If you agree with this premise, my question is: when and how was the meaning of the adjective "ridiculous" inverted from "obviously and hilariously not good" to "absurdly great" when referred to an amount of money?

Otherwise, can you explain why you do not agree with the premise?


2 Answers 2


To answer the question of drift of meaning, you need a historical dictionary, like OED. I'm not going to reproduce the whole entry.


A. adj


a. Arousing or deserving mockery or derision; absurd, preposterous; risible.

1533 T. Elyot Of Knowl. Wise Man ii. 41 Horrible, monstrouse, and in some fact ridiculouse: that is to say, to be laughed at.

1575 G. Gascoigne Glasse of Gouernem. iv. vii. sig. I. ivv, They haue not shamed, by a vaine shew of learning to defend such propositions, as seeme most rediculous & estranged from reason.

b. Eng. regional and U.S. regional (south. and south Midland). Outrageous, scandalous; indecent. Now rare.

1839 G. C. Lewis Gloss. Words Herefordshire 87 Ridiculous, scandalous, morally wrong.

c. orig. Jazz slang. Outstanding, excellent; unbelievably good. Cf. crazy adj. 4d.
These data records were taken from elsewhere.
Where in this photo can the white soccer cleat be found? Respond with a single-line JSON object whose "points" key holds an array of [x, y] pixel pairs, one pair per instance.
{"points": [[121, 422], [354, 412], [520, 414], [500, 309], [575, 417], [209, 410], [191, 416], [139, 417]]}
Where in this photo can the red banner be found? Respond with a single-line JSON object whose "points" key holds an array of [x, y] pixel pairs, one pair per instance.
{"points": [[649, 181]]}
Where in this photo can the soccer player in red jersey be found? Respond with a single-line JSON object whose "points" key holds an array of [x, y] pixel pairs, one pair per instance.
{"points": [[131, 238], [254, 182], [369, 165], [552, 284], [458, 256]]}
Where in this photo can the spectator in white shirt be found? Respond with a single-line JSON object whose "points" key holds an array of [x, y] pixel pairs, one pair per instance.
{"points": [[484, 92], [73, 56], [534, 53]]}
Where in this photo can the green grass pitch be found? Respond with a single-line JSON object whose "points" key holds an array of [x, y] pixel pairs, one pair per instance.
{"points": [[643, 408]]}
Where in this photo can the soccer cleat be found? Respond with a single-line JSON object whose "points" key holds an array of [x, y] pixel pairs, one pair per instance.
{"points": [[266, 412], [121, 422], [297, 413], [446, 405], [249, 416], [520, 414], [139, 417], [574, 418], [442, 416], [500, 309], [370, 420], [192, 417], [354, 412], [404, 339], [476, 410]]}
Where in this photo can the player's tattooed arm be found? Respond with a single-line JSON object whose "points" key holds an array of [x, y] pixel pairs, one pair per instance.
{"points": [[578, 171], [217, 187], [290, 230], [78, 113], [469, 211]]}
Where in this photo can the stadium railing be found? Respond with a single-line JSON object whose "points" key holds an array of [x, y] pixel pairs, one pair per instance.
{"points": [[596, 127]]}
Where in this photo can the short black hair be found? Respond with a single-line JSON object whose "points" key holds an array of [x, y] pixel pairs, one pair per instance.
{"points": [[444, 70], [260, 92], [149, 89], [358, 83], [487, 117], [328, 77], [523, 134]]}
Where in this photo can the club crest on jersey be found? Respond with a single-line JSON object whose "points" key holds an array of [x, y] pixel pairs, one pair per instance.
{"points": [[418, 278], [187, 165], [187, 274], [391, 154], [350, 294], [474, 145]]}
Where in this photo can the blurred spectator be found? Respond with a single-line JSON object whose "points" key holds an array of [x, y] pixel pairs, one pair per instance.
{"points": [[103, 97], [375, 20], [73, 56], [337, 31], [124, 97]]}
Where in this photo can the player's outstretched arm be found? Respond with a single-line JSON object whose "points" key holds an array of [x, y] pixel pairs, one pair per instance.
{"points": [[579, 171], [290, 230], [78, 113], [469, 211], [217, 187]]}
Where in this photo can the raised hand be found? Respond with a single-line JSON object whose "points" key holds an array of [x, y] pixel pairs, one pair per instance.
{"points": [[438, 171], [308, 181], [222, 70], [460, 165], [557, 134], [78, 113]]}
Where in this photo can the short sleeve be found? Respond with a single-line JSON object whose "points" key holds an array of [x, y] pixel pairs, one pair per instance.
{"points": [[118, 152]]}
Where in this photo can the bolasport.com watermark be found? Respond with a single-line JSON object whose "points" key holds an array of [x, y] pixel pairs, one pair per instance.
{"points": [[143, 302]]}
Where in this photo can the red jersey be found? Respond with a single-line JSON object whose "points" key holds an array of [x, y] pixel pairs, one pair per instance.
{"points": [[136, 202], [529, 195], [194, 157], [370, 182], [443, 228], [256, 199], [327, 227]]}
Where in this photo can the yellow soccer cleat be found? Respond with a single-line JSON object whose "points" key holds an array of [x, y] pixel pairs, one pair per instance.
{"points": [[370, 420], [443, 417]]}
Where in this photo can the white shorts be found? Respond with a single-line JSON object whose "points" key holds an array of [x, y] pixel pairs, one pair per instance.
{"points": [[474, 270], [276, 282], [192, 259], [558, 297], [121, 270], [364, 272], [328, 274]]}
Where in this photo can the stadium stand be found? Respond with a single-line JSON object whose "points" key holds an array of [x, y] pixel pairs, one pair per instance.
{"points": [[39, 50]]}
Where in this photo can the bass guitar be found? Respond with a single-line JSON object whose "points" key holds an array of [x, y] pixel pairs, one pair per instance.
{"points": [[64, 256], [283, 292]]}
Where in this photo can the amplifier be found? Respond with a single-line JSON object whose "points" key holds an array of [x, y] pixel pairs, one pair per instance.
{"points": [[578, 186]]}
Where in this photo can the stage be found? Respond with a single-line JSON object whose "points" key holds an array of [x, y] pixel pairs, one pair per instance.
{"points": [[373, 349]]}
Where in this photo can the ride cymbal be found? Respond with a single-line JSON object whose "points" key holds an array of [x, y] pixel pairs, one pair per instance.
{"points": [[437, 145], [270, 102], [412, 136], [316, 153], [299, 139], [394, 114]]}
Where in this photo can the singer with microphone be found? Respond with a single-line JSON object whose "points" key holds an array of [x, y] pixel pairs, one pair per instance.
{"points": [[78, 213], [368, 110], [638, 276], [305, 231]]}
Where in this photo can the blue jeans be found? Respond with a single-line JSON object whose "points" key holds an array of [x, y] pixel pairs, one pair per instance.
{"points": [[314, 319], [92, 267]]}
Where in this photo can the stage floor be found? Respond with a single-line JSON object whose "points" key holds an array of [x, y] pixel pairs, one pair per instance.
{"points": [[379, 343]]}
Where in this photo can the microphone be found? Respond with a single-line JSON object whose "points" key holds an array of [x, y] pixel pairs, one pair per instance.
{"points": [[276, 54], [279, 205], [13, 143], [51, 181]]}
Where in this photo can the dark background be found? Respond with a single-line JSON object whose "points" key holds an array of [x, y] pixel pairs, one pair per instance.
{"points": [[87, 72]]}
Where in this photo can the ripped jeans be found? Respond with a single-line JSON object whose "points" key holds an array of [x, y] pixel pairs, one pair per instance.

1959 Jazz Summer 209 His technique is ridiculous!

1c [“outstanding, excellent”] is obviously an example of antiphrasis, and is four hundred years later than the word’s first appearance in English.

However, 1b [“outrageous, indecent”] is only a short step from “preposterous” but that’s the meaning which would fit “a ridiculous amount of money”. I don’t believe that’s antiphrasis: it’s a shift in meaning, not a complete reversal. (And I think I might dispute the rare tag.)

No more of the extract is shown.